Description:
This is a simplified example of a query that TSBS, Time Series Benchmark Suite, runs. I have work in progress to get TSBS running for MySQL.
For the test case, there is a table "cpu" that has an index on (id, ts) and a range scan is done with predicates on id and ts for queries like:
select * from cpu where ts > ? and ts < ? and id in (1)
select * from cpu where ts > ? and ts < ? and id in (1, 3)
When the last part of the query is changed to a subquery like:
... and id in (select tags_id from tags where h = ?)

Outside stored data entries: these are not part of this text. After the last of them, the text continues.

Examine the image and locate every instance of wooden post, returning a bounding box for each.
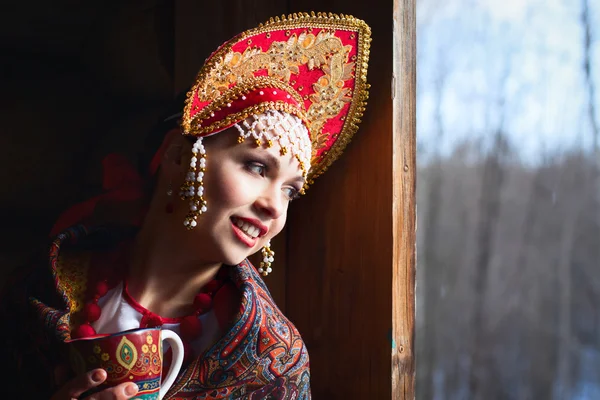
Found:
[392,0,417,398]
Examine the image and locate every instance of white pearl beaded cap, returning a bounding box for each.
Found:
[233,110,312,177]
[180,136,208,229]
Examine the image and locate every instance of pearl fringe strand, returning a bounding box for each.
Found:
[181,136,208,229]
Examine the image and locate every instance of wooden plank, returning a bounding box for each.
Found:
[392,0,416,398]
[285,1,397,397]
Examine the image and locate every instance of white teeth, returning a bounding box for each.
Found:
[233,218,260,239]
[241,223,258,238]
[248,225,258,237]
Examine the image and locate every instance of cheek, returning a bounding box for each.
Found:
[205,164,250,208]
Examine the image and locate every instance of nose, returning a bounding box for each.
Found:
[253,185,286,220]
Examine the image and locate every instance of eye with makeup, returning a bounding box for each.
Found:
[244,160,301,201]
[245,161,267,176]
[282,186,301,201]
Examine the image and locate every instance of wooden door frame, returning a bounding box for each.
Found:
[392,0,417,398]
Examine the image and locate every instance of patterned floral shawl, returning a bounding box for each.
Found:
[0,224,310,399]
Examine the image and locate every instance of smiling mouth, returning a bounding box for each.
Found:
[231,217,264,240]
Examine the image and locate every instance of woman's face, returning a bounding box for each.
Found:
[167,128,305,266]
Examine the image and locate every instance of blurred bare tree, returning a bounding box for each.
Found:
[416,0,600,399]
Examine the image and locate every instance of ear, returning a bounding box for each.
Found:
[160,129,189,170]
[149,127,187,175]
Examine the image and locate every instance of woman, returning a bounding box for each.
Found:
[1,12,370,399]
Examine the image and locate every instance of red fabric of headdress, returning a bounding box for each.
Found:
[182,12,371,184]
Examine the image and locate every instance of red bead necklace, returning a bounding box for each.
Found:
[72,267,229,363]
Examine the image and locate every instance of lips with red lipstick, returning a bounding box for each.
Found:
[230,216,268,247]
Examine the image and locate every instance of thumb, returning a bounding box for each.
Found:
[51,369,106,400]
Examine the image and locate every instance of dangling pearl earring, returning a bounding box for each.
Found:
[258,241,275,276]
[165,181,174,214]
[181,136,208,229]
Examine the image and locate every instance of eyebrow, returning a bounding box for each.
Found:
[260,150,306,186]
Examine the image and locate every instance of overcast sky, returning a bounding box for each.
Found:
[417,0,600,163]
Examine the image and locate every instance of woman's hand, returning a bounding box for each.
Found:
[50,368,139,400]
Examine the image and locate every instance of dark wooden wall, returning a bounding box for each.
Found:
[2,1,415,397]
[1,0,176,270]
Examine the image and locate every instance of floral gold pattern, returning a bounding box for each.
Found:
[182,12,371,186]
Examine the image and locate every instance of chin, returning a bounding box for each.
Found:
[220,251,251,266]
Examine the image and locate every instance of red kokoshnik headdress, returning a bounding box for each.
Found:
[182,12,371,182]
[178,12,371,229]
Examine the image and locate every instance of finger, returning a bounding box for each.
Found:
[85,382,139,400]
[51,369,107,400]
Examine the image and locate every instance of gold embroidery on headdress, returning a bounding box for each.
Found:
[182,12,371,186]
[199,31,349,98]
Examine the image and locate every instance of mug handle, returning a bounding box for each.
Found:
[159,329,184,399]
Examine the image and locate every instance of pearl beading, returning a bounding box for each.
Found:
[180,137,208,229]
[233,110,312,177]
[258,241,275,276]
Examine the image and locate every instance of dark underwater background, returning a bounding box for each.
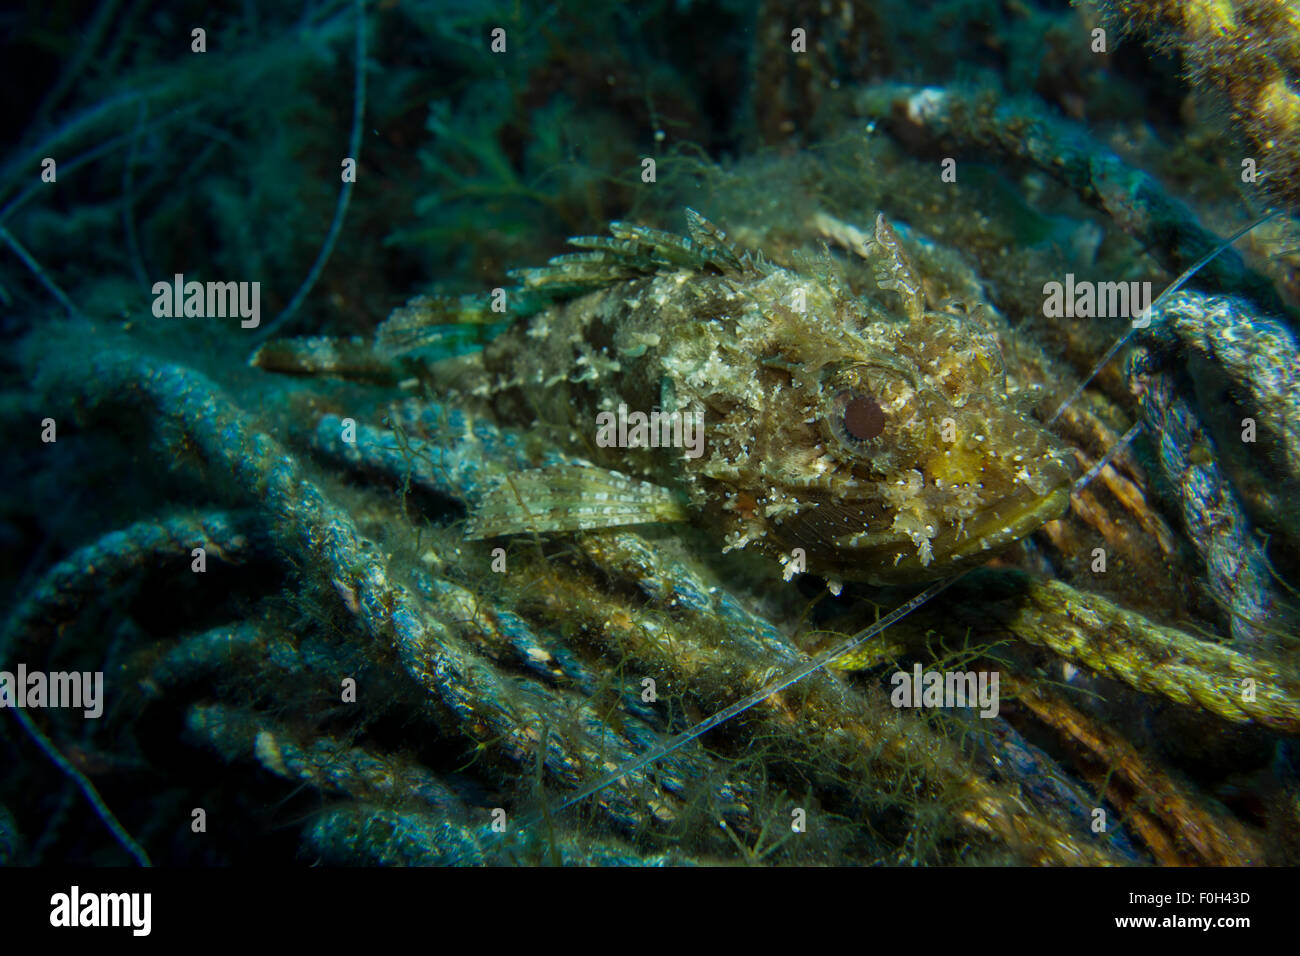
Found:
[2,0,1299,866]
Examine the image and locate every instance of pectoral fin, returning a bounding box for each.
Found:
[466,465,688,539]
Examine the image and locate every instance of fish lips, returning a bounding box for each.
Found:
[840,483,1070,585]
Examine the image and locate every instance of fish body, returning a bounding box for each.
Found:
[450,211,1071,584]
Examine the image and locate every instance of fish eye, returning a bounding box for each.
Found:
[828,389,887,447]
[818,361,921,458]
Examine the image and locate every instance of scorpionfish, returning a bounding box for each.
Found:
[425,208,1072,586]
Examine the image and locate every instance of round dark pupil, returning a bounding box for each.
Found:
[843,395,885,441]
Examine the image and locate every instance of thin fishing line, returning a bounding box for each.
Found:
[1046,211,1280,428]
[1072,420,1143,497]
[528,572,963,824]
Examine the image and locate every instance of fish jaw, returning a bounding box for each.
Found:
[870,482,1069,583]
[810,481,1070,585]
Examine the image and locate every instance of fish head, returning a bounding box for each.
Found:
[684,271,1071,584]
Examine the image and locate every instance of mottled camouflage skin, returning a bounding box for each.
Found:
[463,212,1071,584]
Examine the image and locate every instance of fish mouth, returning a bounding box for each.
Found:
[843,483,1070,584]
[944,484,1070,563]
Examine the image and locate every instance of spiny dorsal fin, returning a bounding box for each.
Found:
[508,208,754,298]
[684,207,746,272]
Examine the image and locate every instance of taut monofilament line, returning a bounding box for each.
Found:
[524,573,963,826]
[1046,210,1282,429]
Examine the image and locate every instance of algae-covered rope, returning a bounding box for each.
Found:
[993,577,1300,732]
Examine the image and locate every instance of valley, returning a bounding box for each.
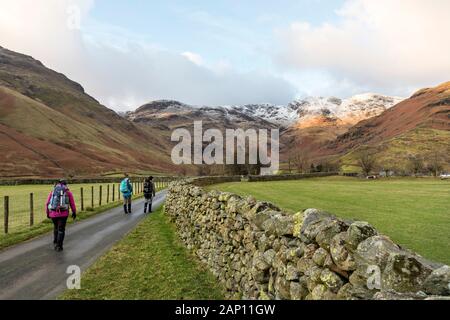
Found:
[1,46,449,178]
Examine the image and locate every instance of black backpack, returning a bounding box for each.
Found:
[144,181,154,195]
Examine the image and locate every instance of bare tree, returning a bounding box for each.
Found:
[407,154,424,176]
[358,150,377,177]
[318,159,340,173]
[425,151,443,177]
[291,144,310,173]
[287,150,293,174]
[294,154,309,173]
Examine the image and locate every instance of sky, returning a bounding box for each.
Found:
[0,0,449,111]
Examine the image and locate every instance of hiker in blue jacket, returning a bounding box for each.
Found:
[120,174,133,214]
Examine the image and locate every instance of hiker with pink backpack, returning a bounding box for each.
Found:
[46,179,77,252]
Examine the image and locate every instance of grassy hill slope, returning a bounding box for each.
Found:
[0,46,175,178]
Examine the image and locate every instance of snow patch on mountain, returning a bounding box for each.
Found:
[224,94,404,126]
[128,94,404,128]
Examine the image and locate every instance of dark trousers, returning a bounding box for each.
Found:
[123,196,132,214]
[144,195,153,212]
[52,217,68,248]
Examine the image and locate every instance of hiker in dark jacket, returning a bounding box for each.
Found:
[143,176,156,213]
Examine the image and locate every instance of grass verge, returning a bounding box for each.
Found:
[60,207,225,300]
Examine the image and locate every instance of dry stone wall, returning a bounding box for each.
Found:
[165,180,450,300]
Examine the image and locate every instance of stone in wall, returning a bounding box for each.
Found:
[164,180,450,300]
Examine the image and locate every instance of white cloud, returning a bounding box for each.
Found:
[0,0,296,110]
[181,52,204,66]
[276,0,450,96]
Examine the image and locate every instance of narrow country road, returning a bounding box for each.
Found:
[0,191,167,300]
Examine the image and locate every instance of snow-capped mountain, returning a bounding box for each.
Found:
[127,94,404,130]
[225,94,404,127]
[125,94,405,163]
[126,100,280,131]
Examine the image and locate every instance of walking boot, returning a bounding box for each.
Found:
[144,203,147,214]
[123,204,128,214]
[128,203,132,214]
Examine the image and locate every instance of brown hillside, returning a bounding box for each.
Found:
[0,46,176,178]
[326,82,450,154]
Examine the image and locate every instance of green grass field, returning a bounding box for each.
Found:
[61,207,225,300]
[208,176,450,265]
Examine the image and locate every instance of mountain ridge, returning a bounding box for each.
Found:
[0,46,176,178]
[1,46,448,177]
[126,93,403,129]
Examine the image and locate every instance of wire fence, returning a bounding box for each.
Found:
[0,179,172,234]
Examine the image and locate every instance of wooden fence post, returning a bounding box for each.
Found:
[99,185,103,206]
[91,186,94,208]
[118,184,121,201]
[30,193,34,227]
[112,184,115,202]
[80,187,84,211]
[107,185,110,204]
[4,196,9,234]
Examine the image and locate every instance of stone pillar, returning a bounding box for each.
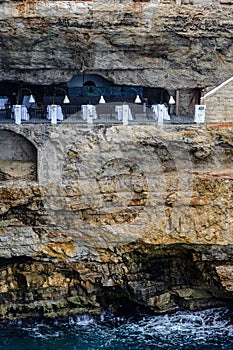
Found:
[51,104,57,124]
[14,105,21,125]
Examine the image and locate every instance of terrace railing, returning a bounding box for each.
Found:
[0,103,195,125]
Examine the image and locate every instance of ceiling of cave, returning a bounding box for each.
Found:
[0,0,232,89]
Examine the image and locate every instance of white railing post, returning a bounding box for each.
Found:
[87,104,93,124]
[143,102,146,113]
[158,104,164,126]
[122,104,129,125]
[14,105,21,125]
[51,104,57,124]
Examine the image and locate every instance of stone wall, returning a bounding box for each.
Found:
[0,122,232,319]
[204,78,233,123]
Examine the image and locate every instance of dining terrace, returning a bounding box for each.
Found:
[0,73,204,126]
[0,100,195,126]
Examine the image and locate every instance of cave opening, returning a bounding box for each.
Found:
[0,74,201,119]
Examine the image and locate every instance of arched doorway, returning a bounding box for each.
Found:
[83,81,96,87]
[0,130,37,181]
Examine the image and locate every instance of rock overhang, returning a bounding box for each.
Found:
[0,1,232,89]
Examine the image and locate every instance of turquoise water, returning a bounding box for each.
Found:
[0,308,233,350]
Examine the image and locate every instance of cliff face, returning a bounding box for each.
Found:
[0,0,232,88]
[0,0,232,320]
[0,123,232,319]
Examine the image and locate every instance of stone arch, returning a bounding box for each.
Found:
[0,129,37,181]
[83,80,96,87]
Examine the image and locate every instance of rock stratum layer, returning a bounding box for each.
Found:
[0,0,232,88]
[0,123,232,319]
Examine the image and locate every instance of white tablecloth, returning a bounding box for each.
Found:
[0,98,8,110]
[81,105,98,120]
[115,105,133,121]
[47,105,64,121]
[12,105,29,120]
[151,104,170,121]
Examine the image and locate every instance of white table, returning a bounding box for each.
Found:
[81,105,98,120]
[115,105,133,121]
[47,105,64,121]
[12,105,30,121]
[151,104,170,121]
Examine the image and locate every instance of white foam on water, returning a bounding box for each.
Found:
[69,314,96,327]
[3,307,233,349]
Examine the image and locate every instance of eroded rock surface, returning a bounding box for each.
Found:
[0,123,232,319]
[0,1,232,88]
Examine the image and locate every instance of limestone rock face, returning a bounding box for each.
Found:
[0,123,232,319]
[0,1,232,88]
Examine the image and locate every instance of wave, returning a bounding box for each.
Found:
[0,307,233,349]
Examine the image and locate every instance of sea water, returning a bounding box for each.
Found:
[0,307,233,350]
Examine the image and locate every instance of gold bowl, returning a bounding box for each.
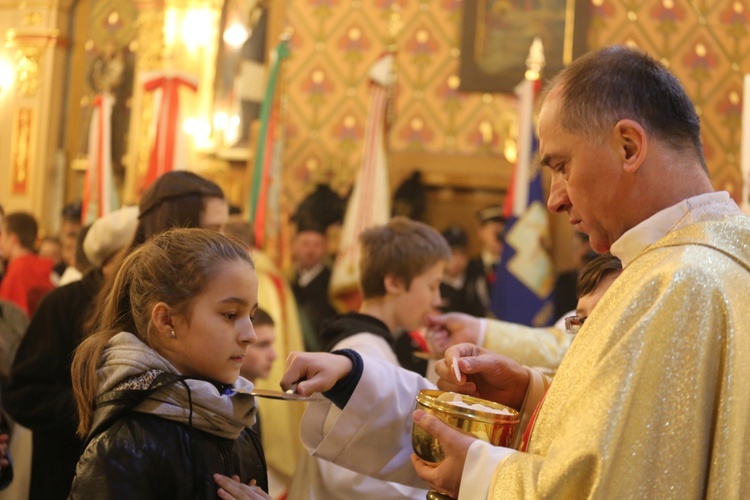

Then a range scan is still done on cpu, but the index predicate (via keylen in explain output) is limited to the first index column (id) unless I add a unique index on tags.h. I assume the benefit of that unique index is to allow the subquery to be executed during optimization.
For the real query I can't add a unique index on tags.h. Therefore, the query plans that I get ends up scanning too much from the cpu table.
How to repeat:
Part 1 -> this does a single table query on cpu to show that MySQL can use predicates on both index columns whether or not the in-list for tags_id is limited to one or more than one value...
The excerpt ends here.